By Dawson Bell, Detroit Free Press

The dispute over a proposed repeal of Michigan's beefed-up emergency manager law will go before the state Supreme Court on July 25 to settle a pair of questions:

-- Did the group Stand Up For Democracy, which collected 203,000 signatures to put the issue before voters in November, use the wrong font size in the heading of its petition?

-- Does it matter?

The state's high court agreed Wednesday to hear the case, which has been in legal limbo since a state elections panel rejected the petitions in April in a split decision that hinged on the same questions.

Most recently, Stand Up For Democracy won a round when the state Court of Appeals let stand a ruling that would require the Board of State Canvassers to certify a referendum on the law for the Nov. 6 election.

Certification also would automatically trigger suspension of the law, affecting emergency managers in Flint, Pontiac, Ecorse and Benton Harbor and possibly the city-state consent agreement in Detroit.

Why is the emergency manager law so controversial?
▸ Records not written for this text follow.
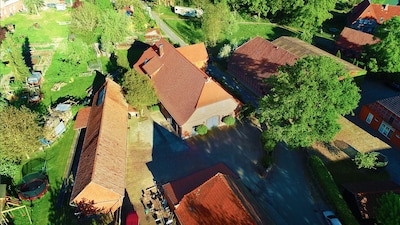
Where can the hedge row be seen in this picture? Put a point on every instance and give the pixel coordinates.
(327, 183)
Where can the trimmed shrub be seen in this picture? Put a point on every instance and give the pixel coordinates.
(202, 129)
(327, 183)
(229, 120)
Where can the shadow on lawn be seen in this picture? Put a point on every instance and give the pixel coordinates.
(60, 212)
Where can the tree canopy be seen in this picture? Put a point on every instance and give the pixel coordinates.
(139, 91)
(19, 132)
(366, 160)
(306, 100)
(388, 209)
(77, 52)
(385, 55)
(13, 51)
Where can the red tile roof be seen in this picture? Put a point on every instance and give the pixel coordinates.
(175, 190)
(355, 40)
(218, 201)
(194, 53)
(101, 170)
(302, 49)
(381, 13)
(259, 59)
(392, 104)
(179, 83)
(206, 98)
(81, 118)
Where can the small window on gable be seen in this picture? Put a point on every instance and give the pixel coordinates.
(100, 98)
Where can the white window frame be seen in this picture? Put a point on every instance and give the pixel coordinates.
(369, 118)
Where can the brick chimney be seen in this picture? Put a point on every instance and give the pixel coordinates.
(160, 50)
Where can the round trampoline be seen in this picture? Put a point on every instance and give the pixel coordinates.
(33, 186)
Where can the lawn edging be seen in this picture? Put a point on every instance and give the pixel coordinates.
(328, 185)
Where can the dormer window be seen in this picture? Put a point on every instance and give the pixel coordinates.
(100, 97)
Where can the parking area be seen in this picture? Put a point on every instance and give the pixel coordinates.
(156, 155)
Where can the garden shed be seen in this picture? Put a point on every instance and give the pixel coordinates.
(56, 122)
(35, 78)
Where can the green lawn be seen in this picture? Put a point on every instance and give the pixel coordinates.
(346, 171)
(48, 27)
(43, 210)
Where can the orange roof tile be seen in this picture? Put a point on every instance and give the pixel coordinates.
(194, 53)
(102, 160)
(178, 83)
(218, 201)
(302, 49)
(81, 118)
(379, 12)
(392, 104)
(175, 190)
(212, 92)
(355, 40)
(257, 60)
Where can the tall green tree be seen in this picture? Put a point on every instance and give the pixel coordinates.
(259, 7)
(12, 47)
(306, 101)
(388, 209)
(19, 133)
(310, 16)
(139, 91)
(34, 6)
(76, 52)
(385, 55)
(104, 5)
(84, 21)
(114, 28)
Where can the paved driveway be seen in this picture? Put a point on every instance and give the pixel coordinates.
(373, 90)
(287, 194)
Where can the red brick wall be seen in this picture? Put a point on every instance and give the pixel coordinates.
(376, 122)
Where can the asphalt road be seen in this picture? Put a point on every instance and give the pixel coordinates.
(164, 27)
(246, 95)
(287, 195)
(371, 91)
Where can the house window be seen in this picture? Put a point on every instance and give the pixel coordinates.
(369, 118)
(391, 120)
(100, 98)
(386, 130)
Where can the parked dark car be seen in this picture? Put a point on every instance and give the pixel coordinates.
(393, 85)
(381, 160)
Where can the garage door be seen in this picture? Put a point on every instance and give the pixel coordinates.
(212, 122)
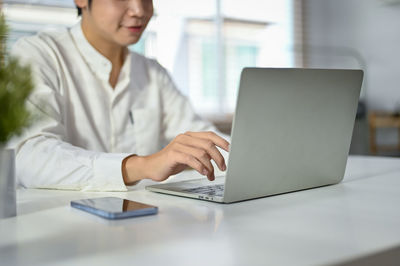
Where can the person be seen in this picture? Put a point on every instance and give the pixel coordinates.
(109, 117)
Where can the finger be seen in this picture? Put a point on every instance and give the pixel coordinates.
(207, 145)
(209, 135)
(200, 154)
(191, 161)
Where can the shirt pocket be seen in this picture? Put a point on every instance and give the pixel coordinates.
(147, 130)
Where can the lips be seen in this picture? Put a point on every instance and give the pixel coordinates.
(134, 29)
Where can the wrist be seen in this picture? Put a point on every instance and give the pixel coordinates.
(133, 169)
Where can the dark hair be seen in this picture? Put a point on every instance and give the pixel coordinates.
(80, 9)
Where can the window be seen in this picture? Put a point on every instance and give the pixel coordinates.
(204, 44)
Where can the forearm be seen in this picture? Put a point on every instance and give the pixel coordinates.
(44, 162)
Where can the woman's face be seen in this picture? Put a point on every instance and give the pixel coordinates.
(120, 22)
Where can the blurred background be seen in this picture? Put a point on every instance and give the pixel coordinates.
(205, 44)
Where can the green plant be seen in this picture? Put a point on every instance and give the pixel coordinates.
(15, 86)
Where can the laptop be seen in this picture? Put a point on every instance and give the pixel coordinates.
(291, 131)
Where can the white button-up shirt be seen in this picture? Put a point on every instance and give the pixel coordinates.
(85, 127)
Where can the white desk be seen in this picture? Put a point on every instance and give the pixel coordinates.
(329, 225)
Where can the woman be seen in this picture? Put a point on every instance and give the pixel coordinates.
(103, 104)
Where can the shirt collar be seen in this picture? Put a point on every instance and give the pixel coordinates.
(98, 63)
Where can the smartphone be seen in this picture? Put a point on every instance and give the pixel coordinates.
(114, 208)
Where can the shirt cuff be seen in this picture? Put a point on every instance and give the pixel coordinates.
(107, 172)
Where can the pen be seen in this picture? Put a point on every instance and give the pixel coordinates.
(131, 117)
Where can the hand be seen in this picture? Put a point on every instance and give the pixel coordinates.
(192, 149)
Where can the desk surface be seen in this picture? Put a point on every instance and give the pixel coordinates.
(328, 225)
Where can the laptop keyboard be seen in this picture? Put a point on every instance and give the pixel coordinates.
(215, 190)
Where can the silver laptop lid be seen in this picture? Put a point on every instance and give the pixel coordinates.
(292, 130)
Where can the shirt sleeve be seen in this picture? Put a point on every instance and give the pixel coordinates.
(43, 158)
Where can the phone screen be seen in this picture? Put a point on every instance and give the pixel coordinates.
(114, 208)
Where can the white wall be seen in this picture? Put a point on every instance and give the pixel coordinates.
(364, 33)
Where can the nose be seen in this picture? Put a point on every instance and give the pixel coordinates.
(136, 8)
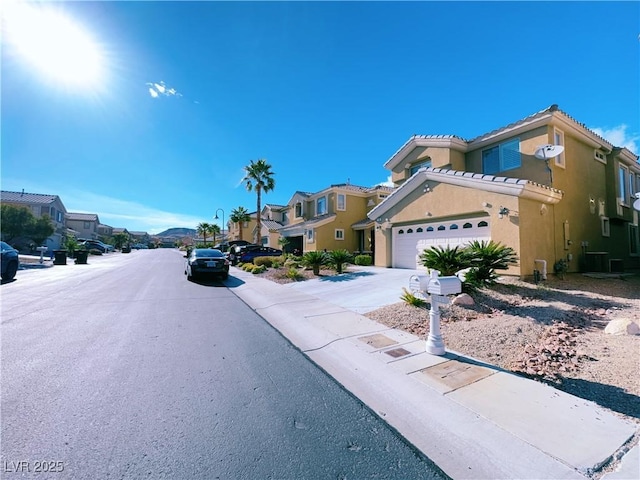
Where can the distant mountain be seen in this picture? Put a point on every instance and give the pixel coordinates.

Stand Up is a Detroit-based group backed by labor unions that opposes the law and has lately sought to accelerate certification. The challenge to the font size was brought by a group calling itself Citizens for Fiscal Responsibility, headed by a lawyer who was the longtime legal counsel for the Michigan Chamber of Commerce.

In its order Wednesday, a unanimous Supreme Court agreed to hear the case and address whether Stand Up "actually complied with the 14-point type requirement" in the law, and "if not, whether substantial compliance ... is sufficient."

Chief Justice Robert Young Jr. and Stephen Markman concurred in the order but said they would like the questions examined in greater detail.

Specifically, the justices asked lawyers in the case to address contradictory claims that arose during the canvassers meeting over how type size should be measured, and whether the standards of measurement changed between the time the law was written (1954; amended in 1965) and the advent of computerized typesetting.

If the referendum is to be held, state Bureau of Elections officials have said they need to know by Aug. 27 in order to prepare ballot language for the proposal in time to meet printing deadlines.